This is the nicest one I have made,the butt works aso much better then the shoulder.Thanks for the point Justin I appreciate it

Richie


----------



## disco (Jan 24, 2016)

Points for Beautiful Buck Board Bacon, Bro (is that BBBBB?)

Disco


----------



## crankybuzzard (Jan 24, 2016)

That does look very nice indeed.   I need to make some.


----------



## tropics (Jan 24, 2016)

Disco said:


> Points for Beautiful Buck Board Bacon, Bro (is that BBBBB?)
> 
> Disco


Disco Thank you I have to fry some up with eggs maybe tomorrow Thanks for the point 

Richie


----------



## homegrown heat (Jan 25, 2016)

tropics
 nice work!  With the wholesale cost of a decent belly here in Canada (per kg about $10.45), BBB looks like the way to go at almost 1/3 that cost.....nice work bro.


----------



## smokin phil (Jan 25, 2016)

.


----------



## tropics (Jan 26, 2016)

CrankyBuzzard said:


> That does look very nice indeed. I need to make some.


 CB I made it with a picnic shoulder once not as nice as the butt


homegrown heat said:


> @tropics nice work! With the wholesale cost of a decent belly here in Canada (per kg about $10.45), BBB looks like the way to go at almost 1/3 that cost.....nice work bro.


 It is cheaper then belly here also.

Thanks for the nice words guys

Richie


----------



## worktogthr (Jan 26, 2016)

Looks great richie!  I will have to try this for sure but right now I have so much bacon in my freezer I'll hold off!


----------



## tropics (Jan 26, 2016)

Smokin Phil said:


> I never get tired of seeing BBB. It's like a slice of love.


Phil thanks I agree a slice of love, with some eggs Thanks for the point I appreciate it

Richie


----------



## Bearcarver (Jan 26, 2016)

tropics said:


> Finally all sliced and packaged up
> 
> Knife sliced without freezing
> 
> ...


Looks Awesome, Richie!!!
	

	
	
		
		



		
		
	


	









That's Pretty Stuff!!--------------
	

	
	
		
		



		
		
	


	





Bear


----------



## tropics (Jan 26, 2016)

Bearcarver said:


> Looks Awesome, Richie!!!
> 
> 
> 
> ...


John Glad to see you back online.We wound up with almost 30"s of snow. Thanks for the point I appreciate it

Richie


----------



## Bearcarver (Jan 26, 2016)

tropics said:


> John Glad to see you back online.We wound up with almost 30"s of snow. Thanks for the point I appreciate it
> 
> Richie


Thanks Richie!!

We ended up with about 31", and it almost freaking killed me!!!

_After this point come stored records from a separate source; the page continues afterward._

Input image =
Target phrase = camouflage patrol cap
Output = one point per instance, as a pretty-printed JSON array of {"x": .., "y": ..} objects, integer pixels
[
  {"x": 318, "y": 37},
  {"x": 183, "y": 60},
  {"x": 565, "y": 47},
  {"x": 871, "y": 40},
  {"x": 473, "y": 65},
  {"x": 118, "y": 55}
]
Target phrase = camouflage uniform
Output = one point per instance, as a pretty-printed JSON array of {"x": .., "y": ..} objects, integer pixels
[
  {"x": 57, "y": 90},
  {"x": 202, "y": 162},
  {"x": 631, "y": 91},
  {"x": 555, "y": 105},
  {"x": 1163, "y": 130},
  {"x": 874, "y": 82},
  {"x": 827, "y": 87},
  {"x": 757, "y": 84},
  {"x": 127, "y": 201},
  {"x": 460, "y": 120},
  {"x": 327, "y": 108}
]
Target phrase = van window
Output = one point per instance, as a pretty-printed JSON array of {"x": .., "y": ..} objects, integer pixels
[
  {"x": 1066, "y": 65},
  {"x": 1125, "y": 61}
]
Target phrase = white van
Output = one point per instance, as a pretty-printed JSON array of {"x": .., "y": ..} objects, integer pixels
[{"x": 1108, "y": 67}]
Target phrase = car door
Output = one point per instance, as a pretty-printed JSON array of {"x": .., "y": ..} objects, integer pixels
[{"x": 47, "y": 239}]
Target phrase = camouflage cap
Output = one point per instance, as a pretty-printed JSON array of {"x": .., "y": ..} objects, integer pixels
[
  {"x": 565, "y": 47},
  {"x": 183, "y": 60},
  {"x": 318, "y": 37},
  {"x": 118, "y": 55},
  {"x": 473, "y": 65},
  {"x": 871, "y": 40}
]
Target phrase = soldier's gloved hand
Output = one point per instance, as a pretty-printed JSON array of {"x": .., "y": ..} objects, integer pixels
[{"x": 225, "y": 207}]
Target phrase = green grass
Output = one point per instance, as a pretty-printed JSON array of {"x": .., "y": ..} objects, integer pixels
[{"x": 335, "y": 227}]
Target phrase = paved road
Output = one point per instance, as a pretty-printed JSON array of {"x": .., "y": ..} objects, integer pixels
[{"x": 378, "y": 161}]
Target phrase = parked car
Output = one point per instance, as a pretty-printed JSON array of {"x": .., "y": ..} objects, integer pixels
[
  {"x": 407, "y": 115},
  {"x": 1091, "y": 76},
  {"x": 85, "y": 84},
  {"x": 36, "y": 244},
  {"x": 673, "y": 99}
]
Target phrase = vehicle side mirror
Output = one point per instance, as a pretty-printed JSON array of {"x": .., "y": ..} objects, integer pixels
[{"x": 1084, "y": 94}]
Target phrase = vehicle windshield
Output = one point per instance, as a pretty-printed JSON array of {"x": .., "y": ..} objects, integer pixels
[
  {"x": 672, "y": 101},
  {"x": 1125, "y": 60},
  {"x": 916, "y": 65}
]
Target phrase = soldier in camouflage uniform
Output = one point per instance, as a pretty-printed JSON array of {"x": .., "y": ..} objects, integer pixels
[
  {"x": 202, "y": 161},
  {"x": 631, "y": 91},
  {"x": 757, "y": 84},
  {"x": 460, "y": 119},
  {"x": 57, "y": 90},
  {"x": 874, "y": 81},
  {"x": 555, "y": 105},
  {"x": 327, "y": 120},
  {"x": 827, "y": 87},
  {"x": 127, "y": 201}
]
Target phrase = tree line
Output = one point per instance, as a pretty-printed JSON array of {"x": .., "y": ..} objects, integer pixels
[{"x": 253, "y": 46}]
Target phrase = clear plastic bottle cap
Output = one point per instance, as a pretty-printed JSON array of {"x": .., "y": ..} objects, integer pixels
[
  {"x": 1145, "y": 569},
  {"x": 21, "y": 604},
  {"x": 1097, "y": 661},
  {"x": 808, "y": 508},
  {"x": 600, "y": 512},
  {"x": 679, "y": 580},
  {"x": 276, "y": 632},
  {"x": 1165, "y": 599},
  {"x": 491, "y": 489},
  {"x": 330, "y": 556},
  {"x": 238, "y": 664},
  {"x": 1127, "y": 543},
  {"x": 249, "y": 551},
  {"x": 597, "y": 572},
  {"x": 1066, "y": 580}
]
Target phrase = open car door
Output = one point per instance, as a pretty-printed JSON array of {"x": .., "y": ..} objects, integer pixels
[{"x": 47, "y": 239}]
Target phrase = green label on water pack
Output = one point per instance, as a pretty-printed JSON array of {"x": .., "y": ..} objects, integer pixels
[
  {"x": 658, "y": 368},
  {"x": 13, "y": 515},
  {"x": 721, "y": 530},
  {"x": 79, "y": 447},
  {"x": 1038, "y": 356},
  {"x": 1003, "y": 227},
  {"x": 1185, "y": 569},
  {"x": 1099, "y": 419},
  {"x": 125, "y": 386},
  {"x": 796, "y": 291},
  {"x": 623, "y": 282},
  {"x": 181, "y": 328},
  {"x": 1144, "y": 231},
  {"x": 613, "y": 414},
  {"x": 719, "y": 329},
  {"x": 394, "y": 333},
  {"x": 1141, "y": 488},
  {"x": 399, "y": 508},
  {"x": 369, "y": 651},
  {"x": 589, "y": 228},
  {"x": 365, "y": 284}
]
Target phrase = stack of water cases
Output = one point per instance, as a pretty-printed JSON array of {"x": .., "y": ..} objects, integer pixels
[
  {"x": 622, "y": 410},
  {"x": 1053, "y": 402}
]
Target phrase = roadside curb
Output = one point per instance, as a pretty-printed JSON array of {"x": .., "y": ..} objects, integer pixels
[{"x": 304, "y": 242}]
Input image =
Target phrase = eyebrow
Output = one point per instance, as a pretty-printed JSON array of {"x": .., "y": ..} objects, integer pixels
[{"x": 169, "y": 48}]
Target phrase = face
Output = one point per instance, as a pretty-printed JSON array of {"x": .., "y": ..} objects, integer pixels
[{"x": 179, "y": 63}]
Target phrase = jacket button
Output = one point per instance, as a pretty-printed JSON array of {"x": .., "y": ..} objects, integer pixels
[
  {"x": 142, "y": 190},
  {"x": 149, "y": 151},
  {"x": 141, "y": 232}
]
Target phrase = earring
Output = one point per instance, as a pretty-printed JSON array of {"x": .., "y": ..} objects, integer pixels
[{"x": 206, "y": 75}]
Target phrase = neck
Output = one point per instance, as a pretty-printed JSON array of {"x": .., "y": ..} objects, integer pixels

Anything over 22" is a Royal PITA !!!

Bear


----------



## tropics (Jan 26, 2016)

Bearcarver said:


> Thanks Richie!!
> 
> We ended up with about 31", and it almost freaking killed me!!!
> 
> ...


I hear ya my heart rate was way up.

Richie


----------



## dukeburger (Jan 26, 2016)

Beauty BBB, Richie! Nice sliced shots. Points!


----------



## tropics (Jan 27, 2016)

DB sorry I thought I responded to this,my bad it was another post.Thanks for the point and kind words I appreciate it

Richie


----------